Il était une fois une princesse très intelligente qui voulait tout comprendre. Elle entretenait une correspondance avec un des grands philosophes de son temps.
La princesse s’appelait Élisabeth de Bohême (1618-1680) et le philosophe n’était autre que Descartes (1596-1650).
Élisabeth avait été émerveillée par le système de Descartes. Le monde, expliquait-il, est régi par des lois physiques. Pour rendre compte du mouvement des astres, nul besoin de faire appel à une intervention divine : Dieu est un grand horloger qui crée l’univers selon des lois impérieuses que les mathématiques peuvent dévoiler. L’arc-en-ciel est un phénomène physique explicable par des lois de l’optique et non comme un miracle. Le corps est comme celui des animaux, une machine hydraulique, fait d’une armature d’os et de chair reliés par des câbles, des tubes où circulent différents fluides.
Les êtres humains ont un corps qui fonctionne selon les mêmes principes que celui des animaux. En revanche, ils possèdent quelque chose de plus : un esprit ; cette « substance pensante », immatérielle, qui nous donne la faculté de penser. Les humains sont donc composés de deux natures : une nature matérielle (le corps) et une nature pensante (l’esprit). Descartes suppose que la jonction entre le corps et l’esprit s’opère au niveau de la glande pinéale, une petite structure nichée au cœur du cerveau.
Élisabeth était séduite par cette belle théorie. Mais une question la chiffonnait. En mai 1643, elle prend donc sa plume pour interroger Descartes sur une contradiction apparente. Si, écrit-elle, pour réaliser une action volontaire (écrire une lettre par exemple) son esprit agit sur son corps (pour prendre la plume), cela revient à introduire une causalité extérieure (l’esprit) dans le fonctionnement mécanique du corps. Or, cette intervention extérieure dans le monde physique revient à violer le principe cartésien selon lequel un corps ne peut être mu que par un autre corps. Une intervention de l’esprit dans le monde des corps matériels revient à réintroduire les miracles que Descartes a répudiés dans sa théorie du monde.

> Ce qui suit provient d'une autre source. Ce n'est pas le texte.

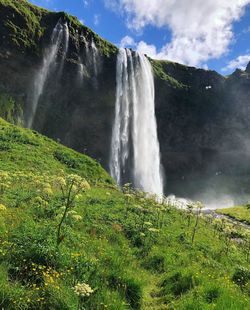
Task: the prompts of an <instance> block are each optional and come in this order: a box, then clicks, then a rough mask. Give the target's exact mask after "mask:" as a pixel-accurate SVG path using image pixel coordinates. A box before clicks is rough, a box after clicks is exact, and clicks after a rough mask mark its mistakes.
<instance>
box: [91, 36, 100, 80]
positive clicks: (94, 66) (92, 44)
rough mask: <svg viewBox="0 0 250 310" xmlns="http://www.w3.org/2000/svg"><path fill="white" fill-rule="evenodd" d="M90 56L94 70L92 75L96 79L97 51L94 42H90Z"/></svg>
mask: <svg viewBox="0 0 250 310" xmlns="http://www.w3.org/2000/svg"><path fill="white" fill-rule="evenodd" d="M91 54H92V65H93V69H94V75H95V77H97V75H98V73H99V72H98V71H99V70H98V61H99V52H98V49H97V47H96V45H95V42H94V41H93V39H92V41H91Z"/></svg>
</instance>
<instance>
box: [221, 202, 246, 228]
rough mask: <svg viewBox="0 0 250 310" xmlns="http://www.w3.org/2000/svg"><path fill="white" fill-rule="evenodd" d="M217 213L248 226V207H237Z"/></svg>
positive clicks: (244, 206)
mask: <svg viewBox="0 0 250 310" xmlns="http://www.w3.org/2000/svg"><path fill="white" fill-rule="evenodd" d="M217 212H218V213H220V214H224V215H227V216H229V217H231V218H232V219H235V220H238V221H240V222H244V223H246V224H249V225H250V208H249V206H248V207H247V206H238V207H234V208H228V209H220V210H217Z"/></svg>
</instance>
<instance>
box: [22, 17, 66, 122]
mask: <svg viewBox="0 0 250 310" xmlns="http://www.w3.org/2000/svg"><path fill="white" fill-rule="evenodd" d="M67 31H68V26H67V24H62V22H61V21H59V22H58V23H57V24H56V26H55V28H54V29H53V32H52V36H51V43H50V46H49V47H48V49H47V50H46V51H45V53H44V57H43V64H42V66H41V68H40V70H39V71H38V72H37V75H36V76H35V78H34V82H33V83H34V84H33V87H32V88H31V89H32V91H31V93H30V98H29V102H30V103H31V108H30V111H29V113H28V115H27V119H26V127H28V128H31V127H32V125H33V121H34V118H35V115H36V110H37V105H38V102H39V98H40V97H41V95H42V93H43V90H44V86H45V82H46V80H47V77H48V75H49V72H50V70H51V68H52V67H53V66H54V65H55V60H56V57H57V54H58V51H59V48H60V45H61V44H62V42H63V37H64V36H65V37H67ZM64 46H65V45H64ZM64 49H65V47H64ZM66 49H68V43H67V41H66Z"/></svg>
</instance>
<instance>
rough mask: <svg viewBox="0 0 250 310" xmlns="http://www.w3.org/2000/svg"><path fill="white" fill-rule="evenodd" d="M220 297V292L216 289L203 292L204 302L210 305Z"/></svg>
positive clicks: (216, 288) (219, 291)
mask: <svg viewBox="0 0 250 310" xmlns="http://www.w3.org/2000/svg"><path fill="white" fill-rule="evenodd" d="M219 296H220V290H219V288H217V287H213V288H210V289H209V290H207V291H206V292H205V296H204V297H205V300H206V302H207V303H209V304H211V303H213V302H215V301H216V300H217V299H218V297H219Z"/></svg>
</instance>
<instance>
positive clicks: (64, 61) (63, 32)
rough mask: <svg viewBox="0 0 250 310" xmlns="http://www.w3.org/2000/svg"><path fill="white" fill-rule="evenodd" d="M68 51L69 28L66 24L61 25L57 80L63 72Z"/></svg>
mask: <svg viewBox="0 0 250 310" xmlns="http://www.w3.org/2000/svg"><path fill="white" fill-rule="evenodd" d="M68 49H69V27H68V24H67V23H65V24H63V48H62V57H61V61H60V67H59V70H58V74H57V77H58V78H59V77H60V76H61V74H62V71H63V66H64V62H65V59H66V56H67V53H68Z"/></svg>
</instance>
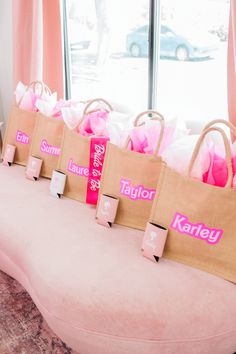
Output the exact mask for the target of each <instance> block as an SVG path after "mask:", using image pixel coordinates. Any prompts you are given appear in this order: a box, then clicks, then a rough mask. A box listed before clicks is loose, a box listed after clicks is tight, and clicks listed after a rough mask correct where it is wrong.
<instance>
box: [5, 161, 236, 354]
mask: <svg viewBox="0 0 236 354" xmlns="http://www.w3.org/2000/svg"><path fill="white" fill-rule="evenodd" d="M0 200H1V202H0V268H1V269H2V270H3V271H5V272H6V273H8V274H9V275H11V276H12V277H14V278H15V279H17V280H18V281H19V282H20V283H21V284H22V285H23V286H24V287H25V289H26V290H27V291H28V292H29V294H30V295H31V297H32V299H33V301H34V302H35V304H36V305H37V307H38V308H39V310H40V311H41V313H42V314H43V316H44V318H45V319H46V321H47V322H48V324H49V326H50V327H51V328H52V329H53V330H54V331H55V333H56V334H57V335H58V336H59V337H61V339H62V340H64V341H65V342H66V343H67V344H68V345H70V346H71V347H72V348H74V349H75V350H76V351H78V353H79V354H167V353H168V354H196V353H197V354H213V353H214V354H233V353H234V352H236V286H235V285H234V284H232V283H230V282H227V281H224V280H222V279H220V278H217V277H215V276H212V275H210V274H207V273H204V272H201V271H199V270H196V269H192V268H190V267H187V266H184V265H181V264H178V263H174V262H171V261H167V260H163V259H162V260H161V261H160V262H159V263H158V264H155V263H152V262H151V261H149V260H147V259H145V258H144V257H142V256H141V254H140V245H141V239H142V235H143V233H142V232H140V231H136V230H131V229H127V228H122V227H120V226H114V227H113V228H112V229H106V228H104V227H102V226H100V225H97V224H96V223H95V222H94V215H95V210H94V208H92V207H89V206H88V205H82V204H80V203H77V202H75V201H72V200H69V199H66V198H64V199H62V200H58V199H56V198H53V197H51V196H50V195H49V181H48V180H46V179H41V180H39V181H37V182H31V181H29V180H26V179H25V177H24V168H22V167H19V166H16V165H14V166H12V167H10V168H8V167H4V166H0Z"/></svg>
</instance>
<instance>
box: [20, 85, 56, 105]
mask: <svg viewBox="0 0 236 354" xmlns="http://www.w3.org/2000/svg"><path fill="white" fill-rule="evenodd" d="M30 88H32V90H33V92H34V93H36V91H37V89H38V88H39V89H40V94H39V96H42V95H43V93H46V94H48V95H50V96H51V94H52V92H51V90H50V88H49V87H48V86H47V85H46V84H44V82H42V81H32V82H31V83H30V84H29V85H28V86H27V88H26V90H25V92H24V94H23V95H22V96H21V98H20V100H19V102H18V104H17V106H18V107H19V106H20V104H21V102H22V100H23V98H24V96H25V94H26V92H28V91H29V89H30Z"/></svg>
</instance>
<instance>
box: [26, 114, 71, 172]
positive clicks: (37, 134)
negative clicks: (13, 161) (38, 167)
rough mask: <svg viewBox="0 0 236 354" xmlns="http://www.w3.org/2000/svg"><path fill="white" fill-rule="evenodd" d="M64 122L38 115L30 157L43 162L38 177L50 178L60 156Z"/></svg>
mask: <svg viewBox="0 0 236 354" xmlns="http://www.w3.org/2000/svg"><path fill="white" fill-rule="evenodd" d="M64 127H65V124H64V121H62V120H59V119H58V118H53V117H47V116H45V115H43V114H41V113H38V116H37V122H36V125H35V129H34V135H33V139H32V144H31V149H30V155H32V156H34V157H38V158H40V159H42V160H43V164H42V169H41V173H40V175H41V176H43V177H47V178H51V176H52V172H53V170H55V169H56V168H57V164H58V159H59V156H60V154H61V143H62V136H63V131H64Z"/></svg>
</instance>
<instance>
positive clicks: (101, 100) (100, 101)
mask: <svg viewBox="0 0 236 354" xmlns="http://www.w3.org/2000/svg"><path fill="white" fill-rule="evenodd" d="M95 102H103V103H105V105H106V106H107V108H108V110H107V111H108V112H112V111H113V108H112V106H111V105H110V103H109V102H108V101H106V100H104V99H103V98H94V99H92V100H88V101H85V102H84V103H85V104H86V105H85V107H84V111H83V115H82V119H81V120H80V121H79V123H78V125H77V127H76V128H75V129H79V128H80V126H81V124H82V122H83V120H84V118H85V116H86V114H88V113H92V112H95V111H96V110H90V111H89V110H88V109H89V107H90V106H92V104H93V103H95Z"/></svg>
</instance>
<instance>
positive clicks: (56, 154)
mask: <svg viewBox="0 0 236 354" xmlns="http://www.w3.org/2000/svg"><path fill="white" fill-rule="evenodd" d="M40 150H41V151H42V152H44V153H45V154H49V155H53V156H59V155H60V153H61V148H59V147H58V146H53V145H50V144H48V142H47V140H45V139H43V140H42V141H41V144H40Z"/></svg>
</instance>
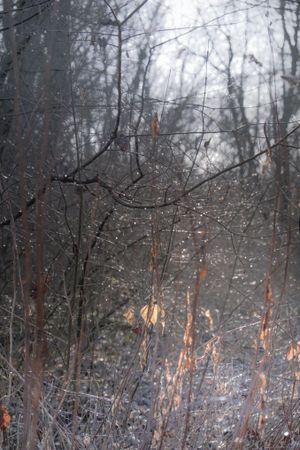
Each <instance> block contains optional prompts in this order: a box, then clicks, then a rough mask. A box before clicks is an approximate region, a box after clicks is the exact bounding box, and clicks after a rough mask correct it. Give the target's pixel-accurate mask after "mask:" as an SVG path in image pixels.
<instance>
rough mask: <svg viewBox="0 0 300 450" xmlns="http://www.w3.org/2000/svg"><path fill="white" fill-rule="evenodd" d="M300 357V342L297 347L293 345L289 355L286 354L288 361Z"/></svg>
mask: <svg viewBox="0 0 300 450" xmlns="http://www.w3.org/2000/svg"><path fill="white" fill-rule="evenodd" d="M299 355H300V341H298V342H297V345H295V344H291V345H290V347H289V349H288V351H287V354H286V359H287V360H288V361H291V360H292V359H294V358H296V357H297V356H298V357H299Z"/></svg>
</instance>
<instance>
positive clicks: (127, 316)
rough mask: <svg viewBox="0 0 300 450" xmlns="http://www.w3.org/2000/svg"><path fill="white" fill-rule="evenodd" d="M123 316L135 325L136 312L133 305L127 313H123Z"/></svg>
mask: <svg viewBox="0 0 300 450" xmlns="http://www.w3.org/2000/svg"><path fill="white" fill-rule="evenodd" d="M123 317H124V318H125V319H126V320H127V322H128V323H129V324H130V325H134V323H135V314H134V309H133V307H132V306H130V307H129V308H128V309H127V310H126V311H125V313H124V314H123Z"/></svg>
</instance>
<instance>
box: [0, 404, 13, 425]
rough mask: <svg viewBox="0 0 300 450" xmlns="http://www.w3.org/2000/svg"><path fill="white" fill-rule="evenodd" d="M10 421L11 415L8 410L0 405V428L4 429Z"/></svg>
mask: <svg viewBox="0 0 300 450" xmlns="http://www.w3.org/2000/svg"><path fill="white" fill-rule="evenodd" d="M10 422H11V415H10V414H9V412H8V410H7V409H6V408H5V407H4V406H2V405H0V430H5V429H6V428H7V427H8V426H9V424H10Z"/></svg>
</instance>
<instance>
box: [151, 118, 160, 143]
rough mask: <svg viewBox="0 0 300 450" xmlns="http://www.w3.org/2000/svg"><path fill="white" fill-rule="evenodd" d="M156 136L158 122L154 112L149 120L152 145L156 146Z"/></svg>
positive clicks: (157, 128) (156, 139)
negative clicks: (152, 114) (150, 128)
mask: <svg viewBox="0 0 300 450" xmlns="http://www.w3.org/2000/svg"><path fill="white" fill-rule="evenodd" d="M158 135H159V122H158V115H157V112H156V111H155V112H154V113H153V117H152V120H151V136H152V142H153V144H156V142H157V138H158Z"/></svg>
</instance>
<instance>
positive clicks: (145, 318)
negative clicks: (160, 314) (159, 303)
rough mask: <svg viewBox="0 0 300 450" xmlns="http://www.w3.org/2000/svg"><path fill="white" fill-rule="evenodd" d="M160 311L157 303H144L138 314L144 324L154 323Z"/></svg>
mask: <svg viewBox="0 0 300 450" xmlns="http://www.w3.org/2000/svg"><path fill="white" fill-rule="evenodd" d="M159 313H160V307H159V306H158V305H157V304H154V305H145V306H143V307H142V308H141V310H140V315H141V317H142V319H143V320H144V322H145V323H146V325H150V324H152V325H155V324H156V322H157V319H158V315H159Z"/></svg>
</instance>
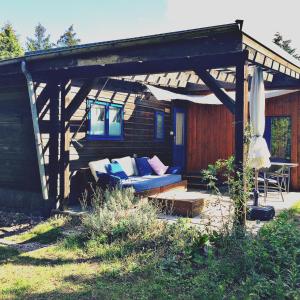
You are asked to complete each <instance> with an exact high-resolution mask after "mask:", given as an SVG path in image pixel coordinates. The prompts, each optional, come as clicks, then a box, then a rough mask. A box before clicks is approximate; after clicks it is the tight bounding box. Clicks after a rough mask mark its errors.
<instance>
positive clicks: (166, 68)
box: [34, 51, 242, 80]
mask: <svg viewBox="0 0 300 300" xmlns="http://www.w3.org/2000/svg"><path fill="white" fill-rule="evenodd" d="M241 53H242V52H241V51H235V52H229V53H219V54H215V55H211V54H206V55H197V56H191V57H190V56H185V57H179V58H169V59H168V58H166V59H163V60H162V59H156V60H152V61H135V62H128V63H115V64H107V65H90V66H78V67H69V68H58V69H50V70H47V71H37V72H35V73H34V76H35V79H36V80H47V79H49V78H67V79H68V78H94V77H116V76H130V75H144V74H157V73H167V72H180V71H188V70H193V69H194V68H195V66H198V67H201V68H202V69H214V68H222V67H230V66H234V65H236V63H237V61H238V59H239V58H240V56H241Z"/></svg>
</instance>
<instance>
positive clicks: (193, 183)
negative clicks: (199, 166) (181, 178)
mask: <svg viewBox="0 0 300 300" xmlns="http://www.w3.org/2000/svg"><path fill="white" fill-rule="evenodd" d="M182 177H183V179H185V180H187V186H188V188H189V189H197V190H207V184H205V183H203V181H202V175H201V174H199V173H198V174H185V175H183V176H182Z"/></svg>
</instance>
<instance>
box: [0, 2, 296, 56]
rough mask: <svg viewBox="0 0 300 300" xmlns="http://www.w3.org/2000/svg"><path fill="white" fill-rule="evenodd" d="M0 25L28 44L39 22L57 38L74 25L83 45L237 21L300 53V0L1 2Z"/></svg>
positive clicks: (265, 36) (50, 33)
mask: <svg viewBox="0 0 300 300" xmlns="http://www.w3.org/2000/svg"><path fill="white" fill-rule="evenodd" d="M0 7H1V9H0V26H3V25H4V24H5V23H6V22H10V23H11V24H12V25H13V27H14V28H15V30H16V32H17V34H18V35H19V37H20V39H21V41H22V43H23V45H24V44H25V41H26V37H28V36H29V37H32V36H33V34H34V27H35V26H36V25H37V24H38V23H39V22H40V23H41V24H42V25H43V26H45V27H46V29H47V31H48V33H49V34H50V35H51V38H52V40H53V41H54V42H55V41H57V39H58V38H59V36H60V35H61V34H62V33H63V32H64V31H65V30H66V29H67V28H68V27H69V26H70V25H71V24H73V25H74V29H75V31H76V32H77V34H78V36H79V38H80V39H81V41H82V43H90V42H98V41H105V40H113V39H119V38H127V37H134V36H141V35H148V34H155V33H163V32H170V31H177V30H185V29H191V28H199V27H205V26H212V25H220V24H226V23H232V22H234V21H235V20H236V19H243V20H244V28H243V30H244V31H245V32H247V33H248V34H250V35H252V36H253V37H255V38H256V39H257V40H259V41H262V42H264V41H268V42H270V41H272V38H273V36H274V33H276V32H277V31H279V32H280V33H282V34H283V36H284V38H285V39H291V40H292V45H293V47H295V48H297V49H298V53H300V32H299V31H300V30H299V29H298V28H299V25H298V21H297V20H298V18H299V11H300V0H284V1H282V0H281V1H279V0H251V1H245V0H226V1H225V0H206V1H204V0H98V1H97V0H51V1H49V0H48V1H46V0H9V1H8V0H0Z"/></svg>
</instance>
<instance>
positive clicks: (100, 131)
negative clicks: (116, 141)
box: [88, 100, 123, 140]
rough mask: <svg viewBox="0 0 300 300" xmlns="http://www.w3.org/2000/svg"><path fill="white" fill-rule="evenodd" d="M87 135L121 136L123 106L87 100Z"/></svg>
mask: <svg viewBox="0 0 300 300" xmlns="http://www.w3.org/2000/svg"><path fill="white" fill-rule="evenodd" d="M88 110H89V114H88V119H89V127H88V135H89V137H91V138H95V139H104V140H107V139H108V140H111V139H115V140H120V139H122V138H123V106H121V105H118V104H110V103H105V102H100V101H93V100H88Z"/></svg>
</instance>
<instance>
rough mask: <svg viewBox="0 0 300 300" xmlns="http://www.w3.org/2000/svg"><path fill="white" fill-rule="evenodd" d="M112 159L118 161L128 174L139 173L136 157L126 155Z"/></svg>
mask: <svg viewBox="0 0 300 300" xmlns="http://www.w3.org/2000/svg"><path fill="white" fill-rule="evenodd" d="M111 161H112V162H118V163H119V164H120V165H121V167H122V168H123V170H124V172H125V173H126V175H127V176H134V175H138V173H137V169H136V164H135V160H134V158H132V157H130V156H125V157H121V158H113V159H112V160H111Z"/></svg>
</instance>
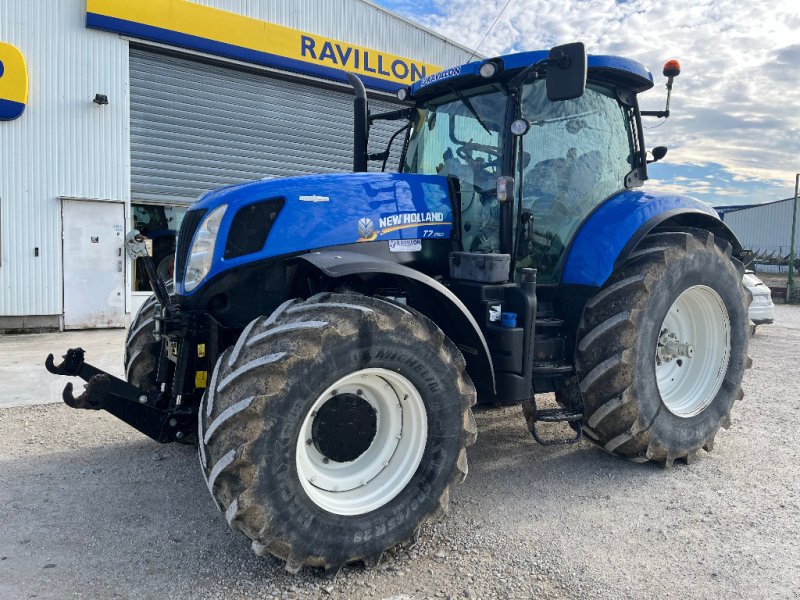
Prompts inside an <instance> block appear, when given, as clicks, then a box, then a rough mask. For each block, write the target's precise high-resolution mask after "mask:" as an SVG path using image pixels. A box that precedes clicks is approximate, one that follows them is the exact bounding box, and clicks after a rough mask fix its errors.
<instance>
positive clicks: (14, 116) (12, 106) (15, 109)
mask: <svg viewBox="0 0 800 600" xmlns="http://www.w3.org/2000/svg"><path fill="white" fill-rule="evenodd" d="M24 111H25V105H24V104H22V103H21V102H14V101H13V100H2V99H0V121H10V120H12V119H16V118H17V117H19V116H20V115H21V114H22V113H23V112H24Z"/></svg>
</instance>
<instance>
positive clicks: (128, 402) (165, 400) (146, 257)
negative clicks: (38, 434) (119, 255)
mask: <svg viewBox="0 0 800 600" xmlns="http://www.w3.org/2000/svg"><path fill="white" fill-rule="evenodd" d="M126 245H127V250H128V254H129V255H130V256H131V258H132V259H134V260H136V259H138V260H139V261H140V264H143V265H144V268H145V271H146V272H147V275H148V278H149V279H150V285H151V287H152V288H153V291H154V293H155V295H156V298H157V299H158V302H159V304H160V305H161V306H162V307H163V308H162V311H163V312H162V313H161V316H160V320H167V319H173V318H175V317H176V315H177V313H178V309H177V307H176V306H175V305H174V304H173V303H172V300H171V298H170V297H169V293H168V292H167V287H166V285H164V282H163V281H162V280H161V278H160V277H159V276H158V273H157V271H156V268H155V265H154V264H153V259H152V258H151V256H150V251H149V248H148V245H147V240H146V238H144V237H143V236H142V235H140V234H139V232H137V231H132V232H131V233H129V234H128V236H127V238H126ZM154 341H155V340H154ZM162 356H163V352H162ZM63 358H64V361H63V362H62V363H61V364H60V365H56V364H55V363H54V361H53V355H52V354H50V355H48V357H47V359H46V360H45V367H47V370H48V371H50V372H51V373H54V374H56V375H67V376H70V377H80V378H81V379H83V380H84V381H86V382H87V384H86V389H85V390H84V392H83V393H82V394H81V395H80V396H78V397H77V398H76V397H75V396H74V395H73V393H72V383H68V384H67V385H66V387H65V388H64V391H63V393H62V397H63V399H64V402H65V403H66V404H67V405H68V406H71V407H72V408H85V409H89V410H101V409H102V410H107V411H108V412H110V413H111V414H112V415H114V416H116V417H118V418H119V419H122V420H123V421H125V422H126V423H128V424H129V425H131V426H133V427H135V428H136V429H138V430H139V431H141V432H142V433H143V434H145V435H147V436H149V437H151V438H153V439H154V440H156V441H157V442H174V441H178V440H185V439H186V438H188V437H190V436H192V435H193V434H194V432H195V428H196V423H195V416H196V413H195V411H194V410H193V409H192V408H189V407H181V406H177V405H175V403H173V402H172V399H171V397H170V395H169V393H167V392H169V391H171V386H170V385H166V386H163V387H165V388H166V390H167V392H164V391H160V390H156V391H148V390H143V389H140V388H138V387H136V386H135V385H131V384H130V383H128V382H127V381H123V380H122V379H120V378H118V377H114V376H113V375H111V374H110V373H106V372H105V371H102V370H100V369H98V368H97V367H94V366H92V365H90V364H89V363H87V362H85V361H84V351H83V349H82V348H72V349H70V350H68V351H67V353H66V354H65V355H64V357H63Z"/></svg>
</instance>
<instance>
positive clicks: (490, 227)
mask: <svg viewBox="0 0 800 600" xmlns="http://www.w3.org/2000/svg"><path fill="white" fill-rule="evenodd" d="M506 106H507V95H506V94H505V92H503V91H501V90H499V89H498V88H497V87H496V86H490V87H485V88H481V89H473V90H466V91H463V92H454V93H453V94H451V95H449V96H445V97H442V98H436V99H435V100H433V101H431V102H429V103H427V104H425V105H423V107H422V108H421V109H420V110H419V111H418V119H417V121H416V123H415V124H414V128H413V130H412V133H411V138H410V140H409V144H408V150H407V152H406V156H405V162H404V164H403V166H402V170H403V172H405V173H423V174H428V175H444V176H452V177H456V178H458V180H459V183H460V188H461V236H462V238H461V239H462V243H463V247H464V249H465V250H472V251H475V250H478V251H481V250H482V251H496V249H497V248H498V247H499V244H500V229H499V225H500V208H499V205H498V204H497V201H496V198H497V192H496V190H497V183H496V181H497V177H498V176H499V175H500V168H501V164H500V157H501V148H502V144H503V139H502V137H503V136H502V130H503V124H504V123H505V112H506Z"/></svg>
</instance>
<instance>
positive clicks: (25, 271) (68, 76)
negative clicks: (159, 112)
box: [0, 0, 469, 318]
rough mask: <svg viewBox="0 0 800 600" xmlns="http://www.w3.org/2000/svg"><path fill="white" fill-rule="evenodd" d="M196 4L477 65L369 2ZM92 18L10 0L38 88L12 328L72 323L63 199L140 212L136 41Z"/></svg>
mask: <svg viewBox="0 0 800 600" xmlns="http://www.w3.org/2000/svg"><path fill="white" fill-rule="evenodd" d="M194 1H195V2H197V3H199V4H205V5H208V6H213V7H216V8H220V9H222V10H227V11H230V12H234V13H238V14H242V15H246V16H249V17H253V18H257V19H262V20H265V21H269V22H272V23H277V24H280V25H284V26H287V27H292V28H295V29H299V30H302V31H307V32H310V33H315V34H318V35H322V36H326V37H331V38H335V39H339V40H342V41H347V42H350V43H353V44H357V45H361V46H365V47H369V48H375V49H380V50H382V51H385V52H389V53H392V54H397V55H400V56H410V57H412V58H414V59H416V60H420V61H423V62H427V63H432V64H439V65H442V66H450V65H454V64H459V63H462V62H464V61H465V60H466V59H467V57H468V56H469V51H468V50H467V49H465V48H463V47H460V46H458V45H456V44H454V43H452V42H450V41H448V40H446V39H444V38H442V37H441V36H438V35H437V34H434V33H432V32H430V31H427V30H423V29H421V28H419V27H417V26H415V25H414V24H412V23H410V22H408V21H406V20H404V19H402V18H401V17H398V16H397V15H393V14H391V13H390V12H388V11H386V10H384V9H382V8H380V7H377V6H375V5H374V4H372V3H371V2H369V1H368V0H284V1H280V2H279V1H269V2H265V1H263V0H194ZM85 19H86V1H85V0H59V1H58V2H55V1H52V0H0V40H2V41H4V42H7V43H10V44H13V45H15V46H17V47H18V48H19V49H20V50H21V51H22V53H23V55H24V56H25V58H26V62H27V65H28V72H29V78H30V88H29V102H28V108H27V109H26V111H25V113H24V114H23V116H22V117H21V118H20V119H18V120H16V121H11V122H1V123H0V159H2V163H0V165H1V166H0V169H2V170H1V171H0V228H1V229H0V261H1V263H0V318H2V317H4V316H30V315H60V314H61V313H62V311H63V306H62V304H63V302H62V256H61V212H60V198H61V197H75V198H89V199H100V200H116V201H120V200H122V201H125V202H126V203H129V202H130V116H129V79H128V77H129V74H128V60H129V59H128V53H129V47H128V46H129V45H128V40H127V39H124V38H122V37H120V36H118V35H114V34H110V33H106V32H101V31H95V30H91V29H87V28H86V26H85ZM97 93H100V94H105V95H107V96H108V98H109V102H110V103H109V105H108V106H105V107H100V106H97V105H96V104H93V103H92V102H91V100H92V98H94V95H95V94H97ZM35 249H38V256H35Z"/></svg>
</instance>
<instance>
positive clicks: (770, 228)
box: [717, 198, 800, 273]
mask: <svg viewBox="0 0 800 600" xmlns="http://www.w3.org/2000/svg"><path fill="white" fill-rule="evenodd" d="M717 211H718V212H719V213H720V215H721V217H722V220H723V221H725V223H726V224H727V225H728V227H730V228H731V229H732V230H733V232H734V233H735V234H736V236H737V237H738V238H739V241H741V243H742V247H743V248H744V249H745V250H749V251H751V252H752V253H753V255H754V257H761V260H758V258H756V262H757V263H758V269H759V270H761V271H765V272H770V271H772V272H783V273H785V272H786V271H787V269H788V264H789V263H788V260H786V259H788V256H789V251H790V248H791V240H792V213H793V211H794V198H786V199H785V200H777V201H775V202H767V203H765V204H756V205H750V206H744V207H736V206H726V207H718V208H717ZM797 225H798V227H796V229H798V228H800V223H798V224H797ZM799 242H800V231H795V237H794V248H795V255H797V253H798V250H800V245H799Z"/></svg>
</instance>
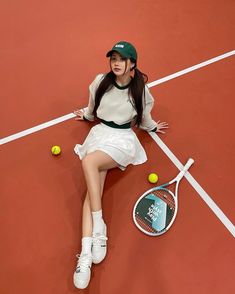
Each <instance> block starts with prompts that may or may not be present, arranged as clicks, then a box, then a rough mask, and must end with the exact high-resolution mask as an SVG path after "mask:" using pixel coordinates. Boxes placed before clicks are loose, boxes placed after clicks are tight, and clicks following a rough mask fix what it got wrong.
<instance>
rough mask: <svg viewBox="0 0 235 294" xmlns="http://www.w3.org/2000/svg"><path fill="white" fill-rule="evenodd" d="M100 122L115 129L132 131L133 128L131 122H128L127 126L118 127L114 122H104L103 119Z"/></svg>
mask: <svg viewBox="0 0 235 294" xmlns="http://www.w3.org/2000/svg"><path fill="white" fill-rule="evenodd" d="M100 121H101V122H102V123H103V124H105V125H106V126H109V127H111V128H114V129H130V128H131V122H128V123H125V124H122V125H118V124H116V123H115V122H113V121H106V120H103V119H100Z"/></svg>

Sans le vouloir, É. de Bohême vient de mettre le doigt sur un énorme problème. Descartes aura du mal à apporter une réponse convaincante. Sa conception dualiste comportait une faille apparente qui allait déclencher un débat philosophique de plusieurs siècles : le problème corps- esprit sur lequel les philosophes continuent de s’affronter.
Mens sana in corpore sano
Le dualisme entre le corps et l’âme, entre la matière et l’esprit, ne serait donc pas une invention philosophique de Descartes, mais aurait un ancrage cognitif beaucoup plus profond. Telle est la thèse défendue par des psychologues ou anthropologues pour qui le dualisme ne relève pas du monde réel, mais de la façon de la concevoir par le psychisme humain.
Pour l’anthropologue Maurice Bloch, dans toutes les cultures humaines, les gens se représentent eux-mêmes comme étant fait de deux entités distinctes : un corps et un esprit. Que l’on aille en Nouvelle-Guinée ou en Amazonie, l’expérience ordinaire des pensées intérieures pousse les gens à les percevoir comme différentes de leur corps. Les enfants malgaches, par exemple, n’ont pas besoin d’avoir lu Descartes pour penser que leur esprit et leur corps sont deux choses différentes 1. L’anthropologue britannique Jack Goody refusait lui aussi de considérer que la distinction esprit/corps était une invention propre à l’Occident : « L’humanité conçoit le monde au travers de certaines dualités, en l’occurrence la dualité de l’esprit et du corps, comme dans le dicton latin “mens sana in corpore sano”. Il y a un esprit à l’intérieur du corps et les deux sont considérés comme opposés et complémentaires. Cette distinction représente l’expérience que les humains ont de leur corps physique et de l’appareil avec lequel ils pensent l’esprit. » Philippe Descola, professeur au Collège de France, en est venu à admettre aussi que le dualisme âme/corps est universel 2.